Engineers make use of similar phenomena to visualize patterns of variables that are invisible.  For instance, moiré interferometry uses the interference between regular arrays of lines to magnify tiny differences in the arrays and generate visible fringe patterns – this is useful in comparing the dimensions of two objects to which the arrays are attached.  In photoelasticity, polarised light is used to generate colour fringe patterns that are contours of stress in transparent components or models of components [see my post entitled ‘Art and Experimental Mechanics‘ on July 12th, 2012].  Unfortunately this elegant, but analogue, technique has been almost completely usurped by digital analysis using computers. Many of these computers have a touch screen that convert your thoughts, conveyed by the tap or swipe of your fingers, into text or commands for devices attached physically or wirelessly to the computer. And, virtual reality goggles, head sets and haptic devices allow the computer to reverse the process by transmitting signals to our senses, which often confuse us as they become intermingled in a new form of synaesthesia.  Georgia O’Keeffe died in 1986 at the age of 98 and so missed out on this aspect of the digital revolution but it might have generated a whole series of beautiful paintings.



Popping balloons

Balloons ready for popping

Balloons ripe for popping!

Each year in my thermodynamics class I have some fun popping balloons and talking about irreversibilities that occur in order to satisfy the second law of thermodynamics.  The popping balloon represents the unconstrained expansion of a gas and is one form of irreversibility.  Other irreversibilities, including friction and heat transfer, are discussed in the video clip on Entropy in our MOOC on Energy: Thermodynamics in Everyday Life which will rerun from October 3rd, 2016.

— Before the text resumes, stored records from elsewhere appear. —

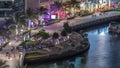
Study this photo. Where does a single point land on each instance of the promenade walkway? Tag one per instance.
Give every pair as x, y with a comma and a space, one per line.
13, 61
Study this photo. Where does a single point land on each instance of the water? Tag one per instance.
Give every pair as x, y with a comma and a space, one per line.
103, 52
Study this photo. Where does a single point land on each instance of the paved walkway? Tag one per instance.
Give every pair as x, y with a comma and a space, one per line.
13, 61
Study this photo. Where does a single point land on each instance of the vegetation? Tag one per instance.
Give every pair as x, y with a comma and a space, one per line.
55, 35
3, 64
42, 34
29, 42
4, 45
117, 9
23, 66
33, 54
63, 33
67, 28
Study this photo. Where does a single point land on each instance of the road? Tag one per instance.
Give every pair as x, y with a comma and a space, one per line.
15, 60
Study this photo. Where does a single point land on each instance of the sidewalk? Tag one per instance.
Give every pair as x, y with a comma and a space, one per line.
57, 27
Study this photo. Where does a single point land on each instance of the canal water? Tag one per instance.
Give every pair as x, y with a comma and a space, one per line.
103, 53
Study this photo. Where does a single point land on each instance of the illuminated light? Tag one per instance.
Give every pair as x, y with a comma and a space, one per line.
53, 16
102, 33
31, 24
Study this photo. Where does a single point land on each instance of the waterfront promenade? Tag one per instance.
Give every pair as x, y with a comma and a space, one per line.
51, 28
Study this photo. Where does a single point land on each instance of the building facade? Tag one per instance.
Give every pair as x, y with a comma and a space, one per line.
6, 7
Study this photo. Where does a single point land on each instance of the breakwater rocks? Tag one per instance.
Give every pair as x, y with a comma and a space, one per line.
96, 21
75, 45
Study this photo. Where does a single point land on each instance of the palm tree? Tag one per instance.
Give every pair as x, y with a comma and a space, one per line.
55, 37
23, 66
29, 13
64, 34
73, 5
67, 28
3, 64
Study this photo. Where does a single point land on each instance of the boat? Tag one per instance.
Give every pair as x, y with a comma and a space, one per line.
114, 27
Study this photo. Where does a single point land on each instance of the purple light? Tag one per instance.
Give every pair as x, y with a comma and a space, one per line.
31, 24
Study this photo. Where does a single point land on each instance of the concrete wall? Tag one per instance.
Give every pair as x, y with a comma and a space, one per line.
33, 4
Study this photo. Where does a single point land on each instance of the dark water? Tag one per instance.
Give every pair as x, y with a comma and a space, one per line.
103, 53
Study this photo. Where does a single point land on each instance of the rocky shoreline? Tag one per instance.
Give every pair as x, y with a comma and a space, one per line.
78, 49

Last week I was in Florida at the Annual Conference of the Society for Experimental Mechanics (SEM) and Clive Siviour, in his JSA Young Investigator Lecture, used balloon popping to illustrate something completely different.  He was talking about the way high-speed photography allows us to see events that are invisible to the naked eye.  This is similar to the way a microscope reveals the form and structure of objects that are also invisible to the naked eye.  In other words, a high-speed camera allows us to observe events in the temporal domain and a microscope enables us to observe structure in the spatial domain.  Of course you can combine the two technologies together to observe the very small moving very fast, for instance blood flow in capillaries.

Clive’s lecture was on ‘Techniques for High Rate Properties of Polymers’ and of course balloons are polymers and experience high rates of deformation when popped.  He went on to talk about measuring properties of polymers and their application in objects as diverse as cycle helmets and mobile phones.